“You didn’t let me finish. I want to leave the Kalpa. So do you.”
He regarded her with inebriated wonder. “Who told you all this?”
“Does it matter?”
He smiled. He practically leered. This might turn out to be a mischief after all—two reckless youths, left to their own devices. The glow’s expression did not change, except for a disgusted flip of her lashes. Taken aback, he asked, “What’s the third thing?”
“If you want to know,” she answered, eyes glinting in the last of the tweenlight, “meet me by the Diurns just before next sleep. My name is Tiadba.”
Then she turned and ran toward the ramps and the bridge—faster than he could follow, drunk as he was.
CHAPTER 7
As light ebbed and shadows gloamed, Ghentun arranged his notes—he kept them in a pouch beside a small green book—and strolled through the lower floors of the first isle bloc. Moving still unseen from niche to niche, he wrote in Puretext with a flower finger he willed to be tipped in soft silver, feeling affection and sadness as he monitored the most recent generation of ancient breeds to be delivered.
Ghentun’s mind wandered. Before becoming a keeper, he had been a student of city history—and like all historians in the Kalpa, that meant he knew very little about a great deal.
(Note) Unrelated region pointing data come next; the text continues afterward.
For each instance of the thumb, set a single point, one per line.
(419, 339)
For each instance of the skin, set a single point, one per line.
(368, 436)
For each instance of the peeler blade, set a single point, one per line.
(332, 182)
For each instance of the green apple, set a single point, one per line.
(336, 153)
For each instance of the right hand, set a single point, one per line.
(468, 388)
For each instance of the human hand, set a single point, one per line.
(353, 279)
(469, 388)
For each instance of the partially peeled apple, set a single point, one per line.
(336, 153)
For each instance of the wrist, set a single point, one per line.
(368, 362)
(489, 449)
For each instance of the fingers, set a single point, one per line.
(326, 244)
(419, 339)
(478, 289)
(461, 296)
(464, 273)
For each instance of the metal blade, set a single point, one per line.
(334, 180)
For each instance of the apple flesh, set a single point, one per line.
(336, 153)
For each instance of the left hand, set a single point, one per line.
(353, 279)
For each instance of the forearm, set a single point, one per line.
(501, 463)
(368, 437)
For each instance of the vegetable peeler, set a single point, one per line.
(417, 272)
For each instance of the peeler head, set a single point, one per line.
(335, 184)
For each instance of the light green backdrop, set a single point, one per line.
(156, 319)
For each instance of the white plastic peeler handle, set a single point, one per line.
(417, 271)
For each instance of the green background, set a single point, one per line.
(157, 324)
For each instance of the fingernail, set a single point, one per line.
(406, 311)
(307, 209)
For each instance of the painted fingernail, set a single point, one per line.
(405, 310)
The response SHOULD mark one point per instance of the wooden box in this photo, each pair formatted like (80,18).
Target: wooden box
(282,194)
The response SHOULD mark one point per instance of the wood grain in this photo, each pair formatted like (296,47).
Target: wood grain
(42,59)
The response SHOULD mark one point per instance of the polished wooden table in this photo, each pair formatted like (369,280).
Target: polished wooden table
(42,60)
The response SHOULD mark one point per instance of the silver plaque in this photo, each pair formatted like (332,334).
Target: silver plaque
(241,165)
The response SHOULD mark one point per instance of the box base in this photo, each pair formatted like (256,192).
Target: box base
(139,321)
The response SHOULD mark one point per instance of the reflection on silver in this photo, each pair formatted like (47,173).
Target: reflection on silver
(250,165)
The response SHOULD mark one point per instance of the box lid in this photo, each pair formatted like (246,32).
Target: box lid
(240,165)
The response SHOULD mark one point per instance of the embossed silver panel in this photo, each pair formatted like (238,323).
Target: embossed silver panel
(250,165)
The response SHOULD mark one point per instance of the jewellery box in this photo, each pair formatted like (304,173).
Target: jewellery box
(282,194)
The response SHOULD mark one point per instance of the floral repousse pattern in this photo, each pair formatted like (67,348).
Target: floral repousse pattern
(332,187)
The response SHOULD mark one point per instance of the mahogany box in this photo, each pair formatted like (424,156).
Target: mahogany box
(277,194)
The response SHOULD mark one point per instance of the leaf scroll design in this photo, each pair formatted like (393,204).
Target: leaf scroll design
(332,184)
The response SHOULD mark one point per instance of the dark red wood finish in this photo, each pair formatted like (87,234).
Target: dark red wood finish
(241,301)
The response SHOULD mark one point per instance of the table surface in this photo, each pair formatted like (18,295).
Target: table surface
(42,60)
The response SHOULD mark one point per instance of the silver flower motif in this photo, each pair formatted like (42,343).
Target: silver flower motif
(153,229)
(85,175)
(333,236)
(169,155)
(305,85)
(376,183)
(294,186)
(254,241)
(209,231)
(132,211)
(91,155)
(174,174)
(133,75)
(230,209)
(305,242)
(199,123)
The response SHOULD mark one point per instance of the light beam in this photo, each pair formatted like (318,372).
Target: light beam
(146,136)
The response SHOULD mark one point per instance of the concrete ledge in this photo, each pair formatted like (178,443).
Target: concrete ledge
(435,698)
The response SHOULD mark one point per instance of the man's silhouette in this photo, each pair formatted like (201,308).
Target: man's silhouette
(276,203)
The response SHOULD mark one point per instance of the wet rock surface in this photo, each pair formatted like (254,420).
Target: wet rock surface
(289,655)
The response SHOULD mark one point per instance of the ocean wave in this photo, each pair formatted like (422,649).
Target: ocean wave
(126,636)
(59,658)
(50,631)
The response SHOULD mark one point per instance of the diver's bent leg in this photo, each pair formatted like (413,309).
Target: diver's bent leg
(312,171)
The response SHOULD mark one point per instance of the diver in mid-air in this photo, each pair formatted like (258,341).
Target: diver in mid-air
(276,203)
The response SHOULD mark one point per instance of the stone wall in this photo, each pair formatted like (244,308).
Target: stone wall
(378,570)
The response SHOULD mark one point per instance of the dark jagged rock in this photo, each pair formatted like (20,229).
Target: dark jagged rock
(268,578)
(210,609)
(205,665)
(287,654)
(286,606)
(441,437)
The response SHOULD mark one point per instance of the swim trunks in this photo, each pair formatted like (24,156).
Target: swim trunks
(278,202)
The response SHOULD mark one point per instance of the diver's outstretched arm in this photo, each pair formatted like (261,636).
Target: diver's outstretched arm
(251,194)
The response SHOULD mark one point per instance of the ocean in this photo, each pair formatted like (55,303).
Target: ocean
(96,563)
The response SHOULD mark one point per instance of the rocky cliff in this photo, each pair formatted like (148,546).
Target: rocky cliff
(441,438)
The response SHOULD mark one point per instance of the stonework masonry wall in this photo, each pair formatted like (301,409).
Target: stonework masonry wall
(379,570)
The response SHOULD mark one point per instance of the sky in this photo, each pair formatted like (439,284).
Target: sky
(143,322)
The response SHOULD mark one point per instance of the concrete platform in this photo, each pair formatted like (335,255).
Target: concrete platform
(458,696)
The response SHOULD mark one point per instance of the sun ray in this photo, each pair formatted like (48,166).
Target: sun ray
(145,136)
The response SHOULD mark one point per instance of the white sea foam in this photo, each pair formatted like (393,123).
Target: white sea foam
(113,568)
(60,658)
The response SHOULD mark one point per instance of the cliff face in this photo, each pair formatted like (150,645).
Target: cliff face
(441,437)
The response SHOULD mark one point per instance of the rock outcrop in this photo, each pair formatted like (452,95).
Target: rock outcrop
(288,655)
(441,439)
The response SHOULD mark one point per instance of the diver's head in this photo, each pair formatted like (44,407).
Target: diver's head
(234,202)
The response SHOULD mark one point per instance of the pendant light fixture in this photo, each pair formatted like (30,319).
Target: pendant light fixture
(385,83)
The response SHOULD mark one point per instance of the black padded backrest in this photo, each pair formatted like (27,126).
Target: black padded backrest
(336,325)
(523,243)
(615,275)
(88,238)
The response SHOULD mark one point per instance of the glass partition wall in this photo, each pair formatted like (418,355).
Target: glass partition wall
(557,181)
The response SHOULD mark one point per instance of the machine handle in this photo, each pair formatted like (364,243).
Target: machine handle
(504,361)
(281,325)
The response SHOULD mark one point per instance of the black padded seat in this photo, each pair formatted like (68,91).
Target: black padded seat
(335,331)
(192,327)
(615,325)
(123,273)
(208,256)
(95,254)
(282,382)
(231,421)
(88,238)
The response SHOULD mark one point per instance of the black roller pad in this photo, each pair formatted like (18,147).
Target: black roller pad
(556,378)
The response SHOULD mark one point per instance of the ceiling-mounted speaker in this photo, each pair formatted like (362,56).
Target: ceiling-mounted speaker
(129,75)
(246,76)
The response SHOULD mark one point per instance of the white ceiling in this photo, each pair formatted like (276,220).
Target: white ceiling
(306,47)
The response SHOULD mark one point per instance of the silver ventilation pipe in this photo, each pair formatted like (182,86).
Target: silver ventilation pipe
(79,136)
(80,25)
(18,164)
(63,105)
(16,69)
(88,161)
What he knew—but had never seen—began with a blanket of smooth utter blackness, sprayed with trillions of stars: the Brightness. Something less than a memory now, and little more than a dream. Across its first hundred billion years, the cosmos expanded until its fabric stretched thin, opening voids wherein dimension had new or no meaning. Galaxies became distorted, burned out, wrinkled away. Space itself was aging, decaying—some thought dying.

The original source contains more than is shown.